A Mad World of Fools è una regia del nostro David Chiang, prodotta in pompa magna dal maestro Chang Cheh e straordinariamente sorprendente per il fatto di essere null’altro che una commedia a episodi. Dieci storie che vanno a sondare vizi e virtù della popolazione hongkonghese, con sguardo antropologico e cinico, mostrando la visione capitalista ed arrivista della popolazione, il vizio per il gioco, la dipendenza televisiva, giostrando perennemente un’ironia a sfondo sessuale e concedendosi con indifferenza una lunga sfilza di nudi femminili e battute grossolane sull’omosessualità. Il regista si concede anche il ruolo del protagonista in due degli episodi messi in scena [oltre ad essere uomo narratore tra un episodio e l’altro], l’ultimo, il più lungo, in cui interpreta un ricco cleptomane e uno dei primi, forse il più divertente, in cui giunge a mettere in gioco il proprio ruolo stereotipato di campione di arti marziali: nella solitudine della propria camera tappezzata di poster di eroi dei film di kung-fu, Chiang si addormenta leggendo un romanzo a tema. Nel sogno “decolorato” lo vediamo passeggiare con la propria partner e darle continue prove delle proprie abilità atletiche fino a sgominare un intero gruppo di maleintenzionati (utilizzando anche delle letali foglie lanciate in stile arma ninja). Al risveglio, tornato il colore, lo spettatore fruisce di nuovo della sequenza onirica appena vista, ma in questa realtà le prodezze dell’eroe sono destinate a fallire.

Un pò Ridere per Ridere di John Landis, un pò Il Circo Volante dei Monty Python, un pò commedia scollacciata italiana alla W la Foca di Nando Cicero, l’ironia viaggia grassissima e non sempre con esiti coinvolgenti.
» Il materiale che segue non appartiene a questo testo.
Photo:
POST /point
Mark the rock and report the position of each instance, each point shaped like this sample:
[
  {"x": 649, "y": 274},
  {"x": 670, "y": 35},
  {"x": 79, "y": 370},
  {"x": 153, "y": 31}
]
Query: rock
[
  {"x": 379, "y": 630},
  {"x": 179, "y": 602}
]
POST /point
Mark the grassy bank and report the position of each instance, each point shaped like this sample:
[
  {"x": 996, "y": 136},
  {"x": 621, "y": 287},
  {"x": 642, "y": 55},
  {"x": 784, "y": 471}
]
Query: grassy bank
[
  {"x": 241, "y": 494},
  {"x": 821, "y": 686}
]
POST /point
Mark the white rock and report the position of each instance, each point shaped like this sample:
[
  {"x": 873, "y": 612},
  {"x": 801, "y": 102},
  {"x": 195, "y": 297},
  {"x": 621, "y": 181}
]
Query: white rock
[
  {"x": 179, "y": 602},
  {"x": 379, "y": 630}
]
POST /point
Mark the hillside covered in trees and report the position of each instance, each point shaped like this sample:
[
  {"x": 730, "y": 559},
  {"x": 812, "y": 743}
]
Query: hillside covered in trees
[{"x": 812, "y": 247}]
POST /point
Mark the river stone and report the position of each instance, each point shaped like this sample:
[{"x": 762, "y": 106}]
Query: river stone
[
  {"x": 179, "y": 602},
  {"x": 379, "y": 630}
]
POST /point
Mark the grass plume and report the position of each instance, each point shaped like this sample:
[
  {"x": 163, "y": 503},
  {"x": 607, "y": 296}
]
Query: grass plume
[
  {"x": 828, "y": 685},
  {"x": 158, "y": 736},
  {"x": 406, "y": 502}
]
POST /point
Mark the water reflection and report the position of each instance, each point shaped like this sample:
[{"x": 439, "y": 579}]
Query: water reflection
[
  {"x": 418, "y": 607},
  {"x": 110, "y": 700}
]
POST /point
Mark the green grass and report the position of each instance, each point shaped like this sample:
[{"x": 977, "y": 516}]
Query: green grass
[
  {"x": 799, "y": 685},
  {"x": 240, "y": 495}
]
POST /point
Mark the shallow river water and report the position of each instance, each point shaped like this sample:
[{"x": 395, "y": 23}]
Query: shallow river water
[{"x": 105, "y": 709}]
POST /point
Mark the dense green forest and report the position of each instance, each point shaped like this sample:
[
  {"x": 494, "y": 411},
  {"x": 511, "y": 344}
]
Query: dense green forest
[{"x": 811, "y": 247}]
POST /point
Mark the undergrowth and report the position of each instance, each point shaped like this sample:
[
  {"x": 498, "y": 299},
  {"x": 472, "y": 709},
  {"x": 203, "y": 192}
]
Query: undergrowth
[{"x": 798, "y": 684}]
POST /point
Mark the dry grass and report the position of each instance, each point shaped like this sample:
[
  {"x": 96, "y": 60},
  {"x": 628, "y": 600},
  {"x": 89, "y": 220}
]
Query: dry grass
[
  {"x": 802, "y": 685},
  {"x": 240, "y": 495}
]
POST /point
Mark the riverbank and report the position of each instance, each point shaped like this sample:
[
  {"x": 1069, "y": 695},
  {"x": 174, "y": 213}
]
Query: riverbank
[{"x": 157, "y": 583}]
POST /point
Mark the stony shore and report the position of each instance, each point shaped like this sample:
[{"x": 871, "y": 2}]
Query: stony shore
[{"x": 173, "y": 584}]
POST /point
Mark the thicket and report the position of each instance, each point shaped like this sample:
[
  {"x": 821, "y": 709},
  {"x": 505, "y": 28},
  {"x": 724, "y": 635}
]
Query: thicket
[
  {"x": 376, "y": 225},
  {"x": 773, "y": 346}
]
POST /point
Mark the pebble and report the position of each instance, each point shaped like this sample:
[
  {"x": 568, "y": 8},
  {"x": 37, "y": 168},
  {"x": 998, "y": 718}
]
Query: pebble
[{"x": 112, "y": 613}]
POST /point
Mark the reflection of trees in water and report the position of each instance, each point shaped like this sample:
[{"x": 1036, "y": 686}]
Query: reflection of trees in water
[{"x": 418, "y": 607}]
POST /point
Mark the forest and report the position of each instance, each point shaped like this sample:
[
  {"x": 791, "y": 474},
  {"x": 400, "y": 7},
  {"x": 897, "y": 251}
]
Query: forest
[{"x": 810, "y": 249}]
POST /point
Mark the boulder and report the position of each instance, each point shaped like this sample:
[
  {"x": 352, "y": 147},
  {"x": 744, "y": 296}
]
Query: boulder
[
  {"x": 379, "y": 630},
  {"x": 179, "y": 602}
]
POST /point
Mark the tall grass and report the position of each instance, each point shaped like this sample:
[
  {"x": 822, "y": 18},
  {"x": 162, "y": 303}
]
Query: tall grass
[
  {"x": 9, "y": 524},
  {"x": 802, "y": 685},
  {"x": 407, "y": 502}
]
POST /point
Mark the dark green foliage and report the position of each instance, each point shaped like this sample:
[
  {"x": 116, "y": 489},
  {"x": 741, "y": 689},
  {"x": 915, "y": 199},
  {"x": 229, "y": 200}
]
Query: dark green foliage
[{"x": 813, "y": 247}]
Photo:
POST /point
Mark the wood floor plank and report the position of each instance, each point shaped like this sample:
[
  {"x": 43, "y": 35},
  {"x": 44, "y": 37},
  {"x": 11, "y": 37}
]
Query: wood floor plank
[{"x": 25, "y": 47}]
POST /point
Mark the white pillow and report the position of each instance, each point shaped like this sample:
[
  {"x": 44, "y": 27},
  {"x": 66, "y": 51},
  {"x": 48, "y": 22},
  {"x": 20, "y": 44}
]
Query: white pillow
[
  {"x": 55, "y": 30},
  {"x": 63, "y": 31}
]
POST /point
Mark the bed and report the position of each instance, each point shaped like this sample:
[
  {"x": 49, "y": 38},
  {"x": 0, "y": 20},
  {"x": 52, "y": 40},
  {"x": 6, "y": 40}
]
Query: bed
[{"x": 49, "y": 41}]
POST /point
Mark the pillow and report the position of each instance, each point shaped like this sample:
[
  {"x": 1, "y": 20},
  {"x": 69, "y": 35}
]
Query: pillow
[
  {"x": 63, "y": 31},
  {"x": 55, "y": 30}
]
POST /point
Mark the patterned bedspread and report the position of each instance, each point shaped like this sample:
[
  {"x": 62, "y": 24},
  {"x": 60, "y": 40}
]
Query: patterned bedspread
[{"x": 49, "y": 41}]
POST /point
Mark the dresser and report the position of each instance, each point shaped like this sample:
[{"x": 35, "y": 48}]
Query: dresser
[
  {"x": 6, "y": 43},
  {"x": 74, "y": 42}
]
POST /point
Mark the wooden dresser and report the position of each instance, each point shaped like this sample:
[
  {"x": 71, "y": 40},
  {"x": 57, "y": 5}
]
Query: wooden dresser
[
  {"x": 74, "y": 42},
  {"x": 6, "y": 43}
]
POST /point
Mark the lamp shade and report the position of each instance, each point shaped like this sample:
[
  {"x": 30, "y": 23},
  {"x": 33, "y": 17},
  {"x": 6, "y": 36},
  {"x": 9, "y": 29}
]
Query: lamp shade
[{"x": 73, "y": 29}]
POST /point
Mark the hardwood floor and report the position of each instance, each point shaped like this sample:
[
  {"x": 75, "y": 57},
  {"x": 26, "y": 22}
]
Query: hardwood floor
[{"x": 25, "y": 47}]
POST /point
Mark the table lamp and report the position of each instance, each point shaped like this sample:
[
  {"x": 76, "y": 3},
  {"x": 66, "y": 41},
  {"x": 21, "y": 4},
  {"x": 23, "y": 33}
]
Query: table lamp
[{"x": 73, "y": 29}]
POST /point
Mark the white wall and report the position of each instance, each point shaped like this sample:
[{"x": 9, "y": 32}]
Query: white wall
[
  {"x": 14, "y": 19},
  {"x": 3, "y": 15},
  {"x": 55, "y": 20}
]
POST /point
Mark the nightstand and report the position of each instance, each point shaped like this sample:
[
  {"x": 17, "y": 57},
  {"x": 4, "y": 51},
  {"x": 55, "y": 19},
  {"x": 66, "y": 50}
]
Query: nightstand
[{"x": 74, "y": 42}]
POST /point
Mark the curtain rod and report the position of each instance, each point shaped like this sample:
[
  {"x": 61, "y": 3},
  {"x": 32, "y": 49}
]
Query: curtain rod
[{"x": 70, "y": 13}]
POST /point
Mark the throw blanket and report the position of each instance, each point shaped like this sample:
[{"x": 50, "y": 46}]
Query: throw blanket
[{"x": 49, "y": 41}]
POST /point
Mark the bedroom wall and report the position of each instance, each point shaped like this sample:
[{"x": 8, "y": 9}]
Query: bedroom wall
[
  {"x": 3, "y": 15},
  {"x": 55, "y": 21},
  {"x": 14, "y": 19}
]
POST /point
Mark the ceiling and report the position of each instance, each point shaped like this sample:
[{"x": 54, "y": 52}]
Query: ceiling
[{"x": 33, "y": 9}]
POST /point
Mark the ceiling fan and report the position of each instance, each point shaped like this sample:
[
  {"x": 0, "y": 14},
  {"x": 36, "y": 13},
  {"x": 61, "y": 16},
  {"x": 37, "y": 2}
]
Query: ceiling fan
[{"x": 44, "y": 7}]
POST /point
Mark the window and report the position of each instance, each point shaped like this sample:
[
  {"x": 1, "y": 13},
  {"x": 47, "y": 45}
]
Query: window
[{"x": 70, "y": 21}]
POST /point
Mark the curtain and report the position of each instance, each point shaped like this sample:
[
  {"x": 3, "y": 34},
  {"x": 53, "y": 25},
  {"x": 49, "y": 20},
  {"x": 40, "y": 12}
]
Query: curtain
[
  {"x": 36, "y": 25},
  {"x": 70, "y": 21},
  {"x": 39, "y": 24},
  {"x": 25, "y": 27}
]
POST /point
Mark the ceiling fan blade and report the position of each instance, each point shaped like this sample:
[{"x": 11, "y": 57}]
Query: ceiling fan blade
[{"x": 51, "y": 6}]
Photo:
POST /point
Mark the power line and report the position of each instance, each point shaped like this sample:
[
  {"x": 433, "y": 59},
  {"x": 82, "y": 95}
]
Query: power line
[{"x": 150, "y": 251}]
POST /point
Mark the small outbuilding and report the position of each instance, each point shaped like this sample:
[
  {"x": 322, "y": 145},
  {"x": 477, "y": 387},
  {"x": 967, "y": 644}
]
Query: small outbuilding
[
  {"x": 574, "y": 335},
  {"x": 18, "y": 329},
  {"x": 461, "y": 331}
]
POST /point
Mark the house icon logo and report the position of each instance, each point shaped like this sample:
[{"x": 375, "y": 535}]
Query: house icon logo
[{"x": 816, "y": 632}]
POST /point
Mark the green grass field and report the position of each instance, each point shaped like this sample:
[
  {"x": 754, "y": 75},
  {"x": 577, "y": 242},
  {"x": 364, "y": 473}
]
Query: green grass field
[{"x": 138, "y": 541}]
Certo bisogna anche ammettere che in un cinema dotato di produzione e fruizione vorace e onnivora come quello di Hong Kong spesso ci vuole ben poco a raggiungere la data di scadenza di un film, soprattutto se vengono sezionati gli aspetti più sfuggevoli e in continua evoluzione come i costumi sessuali o le abitudini sociali. Insomma, il film è invecchiato (male). Resta però uno straordinario esempio di sperimentazione tecnica. Chiang gestisce i tempi comici (e non solo quelli) a modo tutto suo (non si capisce se volontariamente o no), ne è una prova la estenuante sequenza iniziale che, finalizzata alla battuta contiene una sottobattuta sul risparmio energetico. Bellissimo il finale sviluppato in un lungo inseguimento all’interno di un cimitero con sottofondo di musica “lounge”. E la stessa regia, forzando gli zoom, capovolgendo la macchina da presa, azzardandone le posizioni, crea una visione filmica inedita che talvolta può ricordare gli esperimenti folli di Wai Ka-fai (Fantasia, 2004) nel campo della commedia. Allietano il film un esercito di attori, comparse e caratteristi pressoché infinito, da un giovanissimo Dean Shek (A Better Tomorrow II, 1987) ladro di indumenti intimi, ad un altrettanto giovane Hui Shiu-hung (Breaking News, 2004) a un Wu Ma (A Chinese Ghost Story, 1987) esibizionista.